Q: I recently filed a Ch 7 bankruptcy with an attorney and it was recently discharged. I requested an adversary proceeding
and it was not completed. I am aware of the Brunner Test and made my lawyer aware of it as well but the lawyer did not move forward on it or do anything to assist me and I was told "they won't discharge it". I am well aware that some have been by proving undue hardship and seriously need the assistance of an attorney to assist me in taking this on and fighting it. If someone could reach out to me, I would be happy to share detailed information regarding this situation. I lost my car as it was totaled in a car accident, my house was in foreclosure and is currently in process of selling (thank goodness) but with my salary, I cannot even afford to pay rent after paying my car payment so I can get back and forth to work. There is more to this and I know that it can be done, but it seems no-one wants to help me and take it national and make a case. I am not the only one living this student debt nightmare. Let me add- they did not even let me discuss it. How is that fair?

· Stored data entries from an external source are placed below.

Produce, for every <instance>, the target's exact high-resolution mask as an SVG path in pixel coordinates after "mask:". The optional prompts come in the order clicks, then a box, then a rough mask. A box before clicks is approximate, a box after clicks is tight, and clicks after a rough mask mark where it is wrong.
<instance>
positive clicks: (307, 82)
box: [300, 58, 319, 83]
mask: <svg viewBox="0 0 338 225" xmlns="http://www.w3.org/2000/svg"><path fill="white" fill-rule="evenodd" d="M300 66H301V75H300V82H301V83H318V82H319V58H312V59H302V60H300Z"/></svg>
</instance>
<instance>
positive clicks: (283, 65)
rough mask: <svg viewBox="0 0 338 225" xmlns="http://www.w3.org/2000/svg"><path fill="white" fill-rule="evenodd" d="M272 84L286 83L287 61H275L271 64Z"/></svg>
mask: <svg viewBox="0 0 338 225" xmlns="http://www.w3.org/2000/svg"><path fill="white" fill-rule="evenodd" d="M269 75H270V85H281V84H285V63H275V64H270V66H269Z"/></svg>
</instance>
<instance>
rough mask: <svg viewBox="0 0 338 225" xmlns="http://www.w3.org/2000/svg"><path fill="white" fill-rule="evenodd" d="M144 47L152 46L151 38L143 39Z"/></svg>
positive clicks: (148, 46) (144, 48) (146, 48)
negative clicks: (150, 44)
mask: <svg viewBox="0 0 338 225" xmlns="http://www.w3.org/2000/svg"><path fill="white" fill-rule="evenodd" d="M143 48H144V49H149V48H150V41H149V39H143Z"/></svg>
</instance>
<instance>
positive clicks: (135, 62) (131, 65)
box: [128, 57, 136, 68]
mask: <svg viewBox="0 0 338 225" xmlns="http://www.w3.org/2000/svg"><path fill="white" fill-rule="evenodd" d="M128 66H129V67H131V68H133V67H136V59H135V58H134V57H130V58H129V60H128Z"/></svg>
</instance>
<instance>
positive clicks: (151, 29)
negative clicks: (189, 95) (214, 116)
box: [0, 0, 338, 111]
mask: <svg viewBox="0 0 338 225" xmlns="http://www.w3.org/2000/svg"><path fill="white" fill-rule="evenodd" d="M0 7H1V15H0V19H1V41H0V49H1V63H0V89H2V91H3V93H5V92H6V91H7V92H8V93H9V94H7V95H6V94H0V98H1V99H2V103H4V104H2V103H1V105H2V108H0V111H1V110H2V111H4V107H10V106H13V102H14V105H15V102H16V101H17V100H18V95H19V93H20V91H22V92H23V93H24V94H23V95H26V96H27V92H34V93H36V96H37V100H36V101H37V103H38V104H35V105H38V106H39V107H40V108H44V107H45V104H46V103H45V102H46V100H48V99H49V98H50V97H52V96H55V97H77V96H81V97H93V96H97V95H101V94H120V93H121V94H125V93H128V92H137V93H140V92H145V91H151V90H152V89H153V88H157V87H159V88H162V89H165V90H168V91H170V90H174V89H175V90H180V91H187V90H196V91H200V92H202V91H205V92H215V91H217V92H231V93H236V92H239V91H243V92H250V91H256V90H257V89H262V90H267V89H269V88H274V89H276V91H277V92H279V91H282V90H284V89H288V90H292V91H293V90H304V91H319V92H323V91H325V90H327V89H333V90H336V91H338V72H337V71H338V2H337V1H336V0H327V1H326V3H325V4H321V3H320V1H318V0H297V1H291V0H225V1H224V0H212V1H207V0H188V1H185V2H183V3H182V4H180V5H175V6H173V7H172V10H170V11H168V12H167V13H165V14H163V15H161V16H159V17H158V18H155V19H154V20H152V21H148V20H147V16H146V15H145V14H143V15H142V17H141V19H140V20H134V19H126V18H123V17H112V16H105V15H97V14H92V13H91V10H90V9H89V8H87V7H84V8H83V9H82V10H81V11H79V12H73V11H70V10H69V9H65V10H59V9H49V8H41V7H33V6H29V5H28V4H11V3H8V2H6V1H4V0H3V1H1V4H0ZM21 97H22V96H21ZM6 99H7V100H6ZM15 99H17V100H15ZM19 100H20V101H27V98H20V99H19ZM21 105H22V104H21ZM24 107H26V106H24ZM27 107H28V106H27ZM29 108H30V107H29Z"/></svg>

A: Hello, the Brunner Test is not easy to overcome. You will also have to spend money to litigate this matter. I would call around but if most attorneys do not want to handle it then you may not have a good case. Try to contact a few other attorneys and explain your situation. If your case has been heard and you recieved your discharge it’s unlikely attorneys will want to get involved and reopen the case
A: Brunner Test is an extremely difficult burden to meet, and even if you can met it, you will almost certainly not have all your debts wiped out. In addition, an adversary proceeding requires a significant retainer and there are no guarantees for success. The Brunner test has three parts that evaluate whether or not a debtor can afford to pay off their student loans. The Brunner test is named after the case in which it was first used, Brunner v. New York Higher Education Services Corp. The debtor must show the judge that: He has made good faith efforts to repay his student loans. He cannot maintain, based on current income and expenses, a "minimal" standard of living for himself and his dependents if forced to repay the loans. Additional circumstances exist indicating that this state of affairs is likely to persist for a significant portion of the repayment period of the student loans.